Carlson is credited as the driving force behind UPA’s recent growth spurt. The 28-year-old organization had never done much in the way of a membership drive before. Its roster took a hit during the recession, when many service pros exited the industry, and it remained stagnant for years after. Carlson convinced UPA officials that they needed to grow if they wanted a more secure policy. The group agreed, but there was a problem: They didn’t have any money for marketing.
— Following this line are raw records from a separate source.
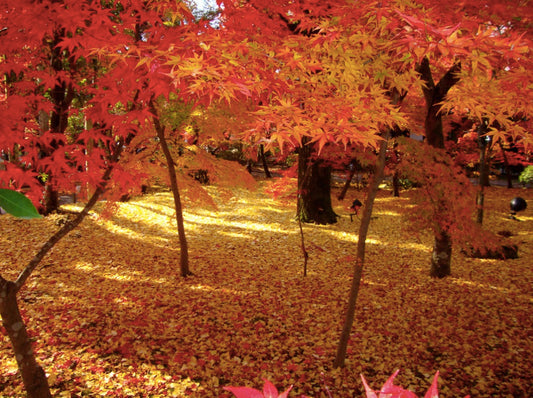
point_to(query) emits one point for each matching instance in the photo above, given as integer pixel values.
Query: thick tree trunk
(434, 95)
(359, 262)
(441, 256)
(32, 374)
(349, 178)
(314, 185)
(506, 166)
(184, 250)
(396, 184)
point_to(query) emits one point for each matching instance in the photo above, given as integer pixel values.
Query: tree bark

So Carlson arranged for the association’s underwriter, Fireman’s Fund (now Allianz), to put up the money for recruitment efforts, allowing the group to launch a new website and purchase booth space at trade shows.

Today, UPA has about 1,900 members. Homer estimates that’s a 25 percent uptick since 2008.

Even in semiretirement, Carlson remained active with the association — not because he had to, but because he wanted to, Homer said. Carlson spoke at chapter meetings throughout Southern California, attended trade shows nationwide and wrote a column called “Carlson’s Corner” in UPA’s quarterly newsletter.

He’ll be remembered for always having a cheerful demeanor and infectious laugh. And he was unflappable in the face of confrontation.

“Any big group is pretty unruly, but Ron had some ability to come in and talk and get his point across,” said Clint Combs, owner of Technical Pool Repair in Ontario, Calif. “He was working for our benefit and he was able to convince us of that, and that’s not always easy to do.”

A dedicated family man, Carlson is survived by Alison, his wife of nearly 41 years, and his two children, Matt and Kelli.